En el 2004, Proyas decidiría adaptar “Yo, Robot” basada en la novela de Isaac Asimov. Aunque “Yo, Robot” no fue tan bien recibida como sus dos esfuerzos anteriores; la cinta aún encontraría aceptación entre los fanáticos del genero o aquellos que habían seguido el trabajo de Proyas hasta el momento. Años después, Proyas decidiría filmar “Dioses de Egipto”; una cinta épica situada en el antiguo Egipto con toques de aventura y fantasía.

Con el récord de Proyas hasta ahora, nada podría salir mal; ¿verdad?.

“Dioses de Egipto” es una cinta demasiado ambiciosa que desde los primeros minutos empieza a derrumbarse. La historia lograr una sensación de “aventura épica” pero una mala ejecución así como severas limitaciones transforman a esta historia en lo que bien podría ser la peor cinta del 2016 hasta el momento.

La historia se centra en Horus (Nikolaj Coster-Waldau) el dios del aire así como Bek (Brenton Thwaites) un mortal que pasa sus días robando artículos de la plaza local para complacer a su futura esposa Zaya (Courtney Eaton). Cuando Set (Gerard Butler) decide dar un golpe de estado y apoderarse del reinado de Egipto, los destinos de El Dios de aire y el mortal ladrón se verán entrelazados. Bajo esta premisa simple y genérica se desata una aventura de dos horas que termina siendo un videojuego malo, muy malo.

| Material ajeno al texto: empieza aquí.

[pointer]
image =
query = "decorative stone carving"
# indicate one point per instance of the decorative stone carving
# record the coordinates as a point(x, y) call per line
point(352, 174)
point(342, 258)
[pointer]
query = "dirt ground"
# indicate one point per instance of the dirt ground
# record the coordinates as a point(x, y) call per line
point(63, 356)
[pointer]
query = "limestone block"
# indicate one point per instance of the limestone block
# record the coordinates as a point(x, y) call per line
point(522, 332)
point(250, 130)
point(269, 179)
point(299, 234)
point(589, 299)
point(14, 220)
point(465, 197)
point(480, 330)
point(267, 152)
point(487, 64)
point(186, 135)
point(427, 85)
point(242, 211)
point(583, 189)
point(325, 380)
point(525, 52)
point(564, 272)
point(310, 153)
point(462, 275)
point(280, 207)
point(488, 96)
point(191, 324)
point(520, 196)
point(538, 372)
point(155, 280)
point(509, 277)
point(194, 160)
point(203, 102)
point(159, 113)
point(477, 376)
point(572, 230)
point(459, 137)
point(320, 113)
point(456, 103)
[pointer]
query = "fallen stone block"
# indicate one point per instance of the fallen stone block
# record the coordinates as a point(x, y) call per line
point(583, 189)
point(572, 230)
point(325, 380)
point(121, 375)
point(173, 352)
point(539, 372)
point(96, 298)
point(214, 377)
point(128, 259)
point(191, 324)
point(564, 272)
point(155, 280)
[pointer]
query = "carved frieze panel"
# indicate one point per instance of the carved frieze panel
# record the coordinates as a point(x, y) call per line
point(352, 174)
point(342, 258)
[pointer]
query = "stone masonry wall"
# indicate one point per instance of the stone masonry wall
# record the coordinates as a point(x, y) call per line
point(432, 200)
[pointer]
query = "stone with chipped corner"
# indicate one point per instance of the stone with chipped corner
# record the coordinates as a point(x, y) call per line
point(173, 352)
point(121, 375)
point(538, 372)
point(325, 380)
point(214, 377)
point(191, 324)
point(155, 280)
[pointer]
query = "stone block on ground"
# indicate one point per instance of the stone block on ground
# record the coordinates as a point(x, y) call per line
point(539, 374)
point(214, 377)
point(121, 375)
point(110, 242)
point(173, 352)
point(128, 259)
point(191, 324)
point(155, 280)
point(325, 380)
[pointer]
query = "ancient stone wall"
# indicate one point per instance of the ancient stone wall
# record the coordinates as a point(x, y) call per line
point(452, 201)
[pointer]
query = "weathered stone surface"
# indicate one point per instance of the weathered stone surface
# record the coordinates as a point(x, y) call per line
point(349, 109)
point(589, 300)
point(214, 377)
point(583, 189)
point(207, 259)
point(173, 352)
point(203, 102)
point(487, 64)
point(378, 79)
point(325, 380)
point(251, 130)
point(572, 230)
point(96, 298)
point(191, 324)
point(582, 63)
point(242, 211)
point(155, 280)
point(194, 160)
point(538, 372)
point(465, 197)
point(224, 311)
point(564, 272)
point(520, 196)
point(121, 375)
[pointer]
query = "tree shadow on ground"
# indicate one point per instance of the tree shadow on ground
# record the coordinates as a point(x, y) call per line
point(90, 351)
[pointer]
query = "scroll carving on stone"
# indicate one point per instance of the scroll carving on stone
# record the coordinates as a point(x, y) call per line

La trama de la cinta es casi inexistente (vayamos del punto A al B para lograr algo) sino que muchos de los recursos narrativos (dos personas completamente opuestas tienen que trabajar juntos) han sido utilizados hasta el cansancio en otras historias. Hay tantos personajes en la cinta, que nunca pasamos el tiempo suficiente con los protagonistas como para sentir algún tipo de conexión con ellos y que nos importe los que llegue a pasarles. Así mismo, la cinta utiliza muchos saltos en el tiempo y así evitar desarrollar la historia o solucionar muchos problemas que se presentan en algún momento. En el tercer acto simplemente escuchamos: “Casi todos los personajes que murieron se les dio una segunda oportunidad y volvieron a la vida”….eso es fuera de otro mejor termino, una manera perezosa de escribir.

Aunado a esto, la cinta tiene los peores efectos visuales que hemos visto en mucho tiempo. Aunque hay criaturas y monstruos impresionantes; los fondos y los escenarios se ven falsos e inclusive acartonados. Los efectos visuales llegan a ser un exceso y terminan robándole cualquier indicio de humanidad a la historia.

Las actuaciones de la cinta son malas. Gerard Butler nunca logra ser un villano amenazante, mientras que los héroes nunca logran ser lo suficientemente carismáticos para que puedas conectar con ellos. Pero son Geoffrey Rush y Chadwick Boseman los que terminan siendo la cereza en el pastel, sus actuaciones son tan exageradas que parece que pensaban que esta era una comedia.

Y justo cuando la película esta saturada de personajes y subtramas; “Dioses De Egipto” decide presentar una amenaza adicional que busca destruir el mundo por completo. En ese momento como espectador, simplemente no te importa lo que pudiera llegar a pasar. La cinta se cree “Ben Hur” pero termina siendo más un muy mal episodio de los “Power Rangers”.

“Dioses de Egipto” es una de las peores cintas en lo que va del 2016. La falta de trama, los pobres efectos visuales; las malas actuaciones y los personajes carentes de personalidad hacen de esta una experiencia dolorosa. Las dos horas y siete minutos de duración se sienten eternas ya que la cinta no brinda nada nuevo. Actores como Geoffrey Rush y Chadwick Boseman son desperdiciados por completo y demuestran que su aparición en esta cinta solo fue una forma de cobrar fácilmente un cheque. Esta cinta es un completo desperdicio de tiempo, dinero y recursos que debe ser evitada a cualquier costa.

Si de verdad quieren ver una película de Alex Proyas en su mejor momento, mejor busquen rentar Dark City; tendrán una mejor experiencia asegurada.